Alsatia in London, was the name given to an area lying north of the River Thames covered by the Whitefriars monastery, to the south of the west end of Fleet Street and adjacent to the Temple. Between the fifteenth and seventeenth centuries it had the privilege of a sanctuary, except against a writ of the Lord Chief Justice or of the Lords of the Privy Council; and as a result it was the refuge of the perpetrators of every grade of crime, debauchery, and offence against the laws. The execution of a warrant there, if at any time practicable, was attended with great danger, as all united in a maintenance in common of the immunity of the place. It was one of the last places of sanctuary used in England, abolished by Act of Parliament named The Escape from Prison Act in 1697 and a further Act in 1723. Eleven other places in London were named in the Acts (The Minories, The Mint, Salisbury Court, Whitefriars, Fulwoods Rents, Mitre Court, Baldwins Gardens, The Savoy, The Clink, Deadmans Place, Montague Close, The Mint and Stepney).

Alsatia was named after the ancient name for Alsace, Europe, which was itself outside legislative and juridical lines, and, therefore, they were literally places without law.
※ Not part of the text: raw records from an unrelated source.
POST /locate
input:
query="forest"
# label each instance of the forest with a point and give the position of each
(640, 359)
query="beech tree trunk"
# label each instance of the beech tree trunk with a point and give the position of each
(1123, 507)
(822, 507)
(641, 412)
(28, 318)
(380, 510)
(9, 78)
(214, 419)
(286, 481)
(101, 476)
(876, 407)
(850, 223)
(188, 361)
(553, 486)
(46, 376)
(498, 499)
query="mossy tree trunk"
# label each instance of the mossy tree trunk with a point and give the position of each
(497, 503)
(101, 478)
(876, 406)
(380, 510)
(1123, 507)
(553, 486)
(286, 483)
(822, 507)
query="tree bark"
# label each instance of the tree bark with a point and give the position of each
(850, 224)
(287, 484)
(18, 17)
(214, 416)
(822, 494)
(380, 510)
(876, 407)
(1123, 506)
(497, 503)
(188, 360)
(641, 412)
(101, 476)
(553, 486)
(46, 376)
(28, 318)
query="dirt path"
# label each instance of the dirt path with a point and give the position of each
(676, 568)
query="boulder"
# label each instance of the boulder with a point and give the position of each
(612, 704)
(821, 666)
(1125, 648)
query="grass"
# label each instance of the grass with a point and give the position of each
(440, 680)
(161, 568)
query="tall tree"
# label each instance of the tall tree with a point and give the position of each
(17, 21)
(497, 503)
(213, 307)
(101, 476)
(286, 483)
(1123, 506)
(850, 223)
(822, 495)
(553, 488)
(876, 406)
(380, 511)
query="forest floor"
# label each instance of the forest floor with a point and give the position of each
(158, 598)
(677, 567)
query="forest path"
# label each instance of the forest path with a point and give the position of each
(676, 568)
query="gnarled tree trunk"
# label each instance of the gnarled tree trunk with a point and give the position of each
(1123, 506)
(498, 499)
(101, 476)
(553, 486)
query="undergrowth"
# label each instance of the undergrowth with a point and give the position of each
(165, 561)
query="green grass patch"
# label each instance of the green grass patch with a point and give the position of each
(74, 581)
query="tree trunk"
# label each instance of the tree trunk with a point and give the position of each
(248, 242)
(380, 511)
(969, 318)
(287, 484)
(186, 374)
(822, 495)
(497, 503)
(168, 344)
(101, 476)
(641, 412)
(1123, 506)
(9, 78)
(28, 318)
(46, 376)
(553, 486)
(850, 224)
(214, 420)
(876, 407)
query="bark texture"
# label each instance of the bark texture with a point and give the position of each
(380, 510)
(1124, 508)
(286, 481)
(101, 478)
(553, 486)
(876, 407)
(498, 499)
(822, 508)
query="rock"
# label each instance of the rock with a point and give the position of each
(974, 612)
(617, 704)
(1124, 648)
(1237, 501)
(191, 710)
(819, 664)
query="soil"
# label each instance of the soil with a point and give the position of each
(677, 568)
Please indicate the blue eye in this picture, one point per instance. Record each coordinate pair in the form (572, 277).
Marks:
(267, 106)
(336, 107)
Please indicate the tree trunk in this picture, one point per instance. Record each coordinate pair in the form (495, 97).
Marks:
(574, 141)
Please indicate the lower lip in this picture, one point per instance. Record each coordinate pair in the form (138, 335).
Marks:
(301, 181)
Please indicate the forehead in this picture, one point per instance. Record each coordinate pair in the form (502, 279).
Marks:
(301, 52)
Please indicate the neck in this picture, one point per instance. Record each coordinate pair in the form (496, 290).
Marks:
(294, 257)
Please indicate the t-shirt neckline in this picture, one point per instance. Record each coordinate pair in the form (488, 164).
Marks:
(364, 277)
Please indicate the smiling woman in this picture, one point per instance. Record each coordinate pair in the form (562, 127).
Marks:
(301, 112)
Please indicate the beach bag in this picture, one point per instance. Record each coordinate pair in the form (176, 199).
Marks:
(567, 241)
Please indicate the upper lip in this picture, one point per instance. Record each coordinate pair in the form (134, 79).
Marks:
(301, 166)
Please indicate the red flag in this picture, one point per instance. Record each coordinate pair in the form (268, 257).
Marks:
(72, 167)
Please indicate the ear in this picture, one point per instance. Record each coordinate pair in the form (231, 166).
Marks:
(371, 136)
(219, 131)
The name is thought to be a cant term for the area and is first known in print in the title of The Squire of Alsatia, a 1688 play written by Thomas Shadwell (?1642–1692).

The name was used into the 20th century as a term for a ramshackle marketplace, "protected by ancient custom and the independence of their patrons".

As of 2007, the word is still in use among the English judiciary with the meaning of a place where the law cannot reach: "In setting up the Serious Organised Crime Agency, the state has set out to create an Alsatia - a region of executive action free of judicial oversight," Lord Justice Sedley in UMBS v SOCA 2007[1].